Гранатометы, огнеметы, прислоненные к стене автоматы со сдвоенными рожками. Ракетница, штык-нож, оббитый о камень бинокль. Заложенный кирпичами оконный проем с амбразурой, в которую втиснут ствол пулемета с наборной латунной лентой. Гильзы с горящей соляркой, разломанный шкаф в углу. Это их монастырь, братская тесная келья. Их привела сюда таинственная безымянная сила. Позвало неизреченное слово. Не взвод, штурмующий дом за домом, отупевший от залпов, озверевший от потерь и усталости, ненавидящий черный проклятый город. А молодые иноки, отрекшиеся от земной суеты, преображенные, вставшие на вечернюю службу, ждущие чуда в молитвенный час. Пушков чувствовал это преображение, словно его нечистое потное тело под несвежей одеждой, с больными суставами, с синяком на плече омылось прохладной водой, задышало и побелело, стало стройней и легче. А душа, как мумия, закутанная в брезентовые оболочки, промасленная, пропитанная горящей нефтью, ослепшая от гнева, оглохшая от рева орудий, выскользнула из утомленной плоти. Прозрачная, бестелесная, не касаясь босыми стопами земли, стоит на воздухе перед синими очами. Вопрошает, ждет обещанную ей благодать.

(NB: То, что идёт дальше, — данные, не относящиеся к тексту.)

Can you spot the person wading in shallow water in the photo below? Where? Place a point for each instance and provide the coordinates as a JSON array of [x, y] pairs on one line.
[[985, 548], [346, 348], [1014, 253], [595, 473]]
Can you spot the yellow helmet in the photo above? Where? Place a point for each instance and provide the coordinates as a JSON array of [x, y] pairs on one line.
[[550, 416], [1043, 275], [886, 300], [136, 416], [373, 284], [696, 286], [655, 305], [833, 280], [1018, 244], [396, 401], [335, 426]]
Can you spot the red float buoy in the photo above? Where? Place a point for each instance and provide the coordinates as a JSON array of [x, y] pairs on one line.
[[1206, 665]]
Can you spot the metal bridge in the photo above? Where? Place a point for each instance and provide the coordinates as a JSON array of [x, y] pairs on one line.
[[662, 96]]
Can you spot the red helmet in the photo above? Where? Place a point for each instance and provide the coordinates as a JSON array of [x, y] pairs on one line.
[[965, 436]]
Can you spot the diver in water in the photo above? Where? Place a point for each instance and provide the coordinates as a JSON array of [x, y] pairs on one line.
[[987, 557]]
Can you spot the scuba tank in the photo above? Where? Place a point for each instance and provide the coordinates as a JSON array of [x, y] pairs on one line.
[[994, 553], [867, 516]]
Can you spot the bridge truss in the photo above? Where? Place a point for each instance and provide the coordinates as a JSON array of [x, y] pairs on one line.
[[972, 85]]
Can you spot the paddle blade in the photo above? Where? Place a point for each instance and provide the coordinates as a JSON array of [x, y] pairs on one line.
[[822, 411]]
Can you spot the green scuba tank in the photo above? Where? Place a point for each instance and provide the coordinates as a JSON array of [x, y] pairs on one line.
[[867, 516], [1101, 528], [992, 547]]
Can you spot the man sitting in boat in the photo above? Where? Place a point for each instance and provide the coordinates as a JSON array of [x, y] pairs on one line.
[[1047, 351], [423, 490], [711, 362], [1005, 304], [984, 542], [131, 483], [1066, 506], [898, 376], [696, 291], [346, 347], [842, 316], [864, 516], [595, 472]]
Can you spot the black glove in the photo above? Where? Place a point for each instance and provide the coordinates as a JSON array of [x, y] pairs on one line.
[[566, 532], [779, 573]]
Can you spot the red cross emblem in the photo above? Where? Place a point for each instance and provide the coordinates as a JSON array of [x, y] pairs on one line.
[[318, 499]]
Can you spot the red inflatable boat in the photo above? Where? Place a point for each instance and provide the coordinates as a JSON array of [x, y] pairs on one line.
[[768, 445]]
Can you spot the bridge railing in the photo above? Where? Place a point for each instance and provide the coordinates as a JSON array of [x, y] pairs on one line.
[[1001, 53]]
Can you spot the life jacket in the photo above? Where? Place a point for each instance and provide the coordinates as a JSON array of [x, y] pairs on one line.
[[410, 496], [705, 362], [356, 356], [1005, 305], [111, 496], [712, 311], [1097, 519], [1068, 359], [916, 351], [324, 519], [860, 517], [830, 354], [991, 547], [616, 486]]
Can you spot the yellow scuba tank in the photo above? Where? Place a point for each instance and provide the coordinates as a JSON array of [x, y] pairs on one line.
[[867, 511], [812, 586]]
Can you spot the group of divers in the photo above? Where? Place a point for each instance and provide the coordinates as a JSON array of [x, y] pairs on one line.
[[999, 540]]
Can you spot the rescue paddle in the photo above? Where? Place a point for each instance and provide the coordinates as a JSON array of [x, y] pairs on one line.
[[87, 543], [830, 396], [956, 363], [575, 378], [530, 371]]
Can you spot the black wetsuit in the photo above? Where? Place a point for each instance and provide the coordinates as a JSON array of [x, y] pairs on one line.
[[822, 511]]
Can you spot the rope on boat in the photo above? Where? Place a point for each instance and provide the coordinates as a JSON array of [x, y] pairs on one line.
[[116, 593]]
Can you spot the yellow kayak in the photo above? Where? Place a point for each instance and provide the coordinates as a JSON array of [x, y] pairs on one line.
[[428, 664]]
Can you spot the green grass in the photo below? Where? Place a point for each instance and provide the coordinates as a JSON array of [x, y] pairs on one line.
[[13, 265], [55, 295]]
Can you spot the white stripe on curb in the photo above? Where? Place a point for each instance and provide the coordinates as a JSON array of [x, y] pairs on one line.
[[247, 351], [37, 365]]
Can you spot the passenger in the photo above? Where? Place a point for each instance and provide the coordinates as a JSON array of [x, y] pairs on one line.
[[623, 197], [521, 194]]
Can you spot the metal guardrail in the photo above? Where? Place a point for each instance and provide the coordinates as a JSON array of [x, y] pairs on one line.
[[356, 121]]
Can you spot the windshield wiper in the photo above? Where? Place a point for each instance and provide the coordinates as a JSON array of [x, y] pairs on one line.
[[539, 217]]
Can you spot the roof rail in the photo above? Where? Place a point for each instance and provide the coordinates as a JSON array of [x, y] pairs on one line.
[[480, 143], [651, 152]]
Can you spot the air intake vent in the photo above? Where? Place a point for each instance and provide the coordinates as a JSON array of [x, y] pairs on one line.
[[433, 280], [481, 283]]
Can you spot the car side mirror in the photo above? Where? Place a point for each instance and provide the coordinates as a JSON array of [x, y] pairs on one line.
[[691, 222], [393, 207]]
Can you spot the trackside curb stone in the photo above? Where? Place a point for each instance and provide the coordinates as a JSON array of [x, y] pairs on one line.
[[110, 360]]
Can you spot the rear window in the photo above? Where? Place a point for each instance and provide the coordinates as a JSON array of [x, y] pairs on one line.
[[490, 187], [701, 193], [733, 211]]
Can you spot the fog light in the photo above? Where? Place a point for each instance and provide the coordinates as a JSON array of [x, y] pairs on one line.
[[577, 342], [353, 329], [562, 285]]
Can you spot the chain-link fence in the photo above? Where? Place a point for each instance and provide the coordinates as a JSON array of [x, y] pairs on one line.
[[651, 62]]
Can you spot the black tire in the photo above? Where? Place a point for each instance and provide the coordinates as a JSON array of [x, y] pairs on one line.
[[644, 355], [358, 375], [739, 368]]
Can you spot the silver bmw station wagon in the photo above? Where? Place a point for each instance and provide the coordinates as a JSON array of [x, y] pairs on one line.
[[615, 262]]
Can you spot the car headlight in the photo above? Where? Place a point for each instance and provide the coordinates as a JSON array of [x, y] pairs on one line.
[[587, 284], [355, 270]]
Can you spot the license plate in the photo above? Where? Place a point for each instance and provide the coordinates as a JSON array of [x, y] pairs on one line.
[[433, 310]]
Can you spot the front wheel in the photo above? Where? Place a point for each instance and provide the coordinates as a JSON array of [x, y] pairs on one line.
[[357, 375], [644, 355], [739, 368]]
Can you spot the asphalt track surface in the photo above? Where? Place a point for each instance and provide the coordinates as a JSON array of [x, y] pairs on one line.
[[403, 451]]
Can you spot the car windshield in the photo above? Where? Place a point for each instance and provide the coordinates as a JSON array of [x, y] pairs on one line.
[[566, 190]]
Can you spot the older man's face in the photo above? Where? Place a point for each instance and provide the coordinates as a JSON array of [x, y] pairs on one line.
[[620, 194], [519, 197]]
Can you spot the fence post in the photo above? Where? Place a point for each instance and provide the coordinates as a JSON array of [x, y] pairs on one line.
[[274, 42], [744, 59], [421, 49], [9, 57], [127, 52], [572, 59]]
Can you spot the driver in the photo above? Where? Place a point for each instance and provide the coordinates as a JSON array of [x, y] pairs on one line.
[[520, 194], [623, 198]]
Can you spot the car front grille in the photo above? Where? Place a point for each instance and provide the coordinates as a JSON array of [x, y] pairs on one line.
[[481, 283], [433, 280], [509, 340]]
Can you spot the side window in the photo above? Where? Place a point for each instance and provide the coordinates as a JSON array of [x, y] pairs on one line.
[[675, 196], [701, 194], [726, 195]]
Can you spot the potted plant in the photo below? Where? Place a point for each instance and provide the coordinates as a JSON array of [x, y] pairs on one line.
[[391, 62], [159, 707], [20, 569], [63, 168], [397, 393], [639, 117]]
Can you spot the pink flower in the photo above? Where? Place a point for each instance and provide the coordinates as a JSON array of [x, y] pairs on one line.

Долгожданное, как блеск небесного света, откровение. Острое, слезное прозрение в счастье, в любви. Русская красота, необоримость, таинственная сила, соединившая их всех в этом черном расколотом доме. Родина, ненаглядная, страдающая, собрала их по городкам, деревенькам. Посадила в длинный промороженный эшелон с притороченными к платформам боевыми машинами. Поселила среди голого чеченского поля в брезентовых островерхих шатрах. Направила в туманный город, куда с воем над их головами полетели снаряды «Ураганов» и дальнобойных «Гвоздик». И их первая потеря среди заводских окраин, бетонных заводов и складов. Механик-водитель Савченко, рыжий, остроносый, как лисичка, лежал на носилках, и в вывернутых кровавых карманах залипла конфета. Россия, война, солдатские галеты, банка пролитого йода, пикирующий с высоты вертолет, вонзающий колючие стрелы в крышу горящего дома, и этот бледный синеглазый солдат уверяет их, что Россия жива, что все они – ее сыны и солдаты и каждая их жизнь или смерть у нее на устах, в ее чудных синих очах. Оплаканы ею и воспеты.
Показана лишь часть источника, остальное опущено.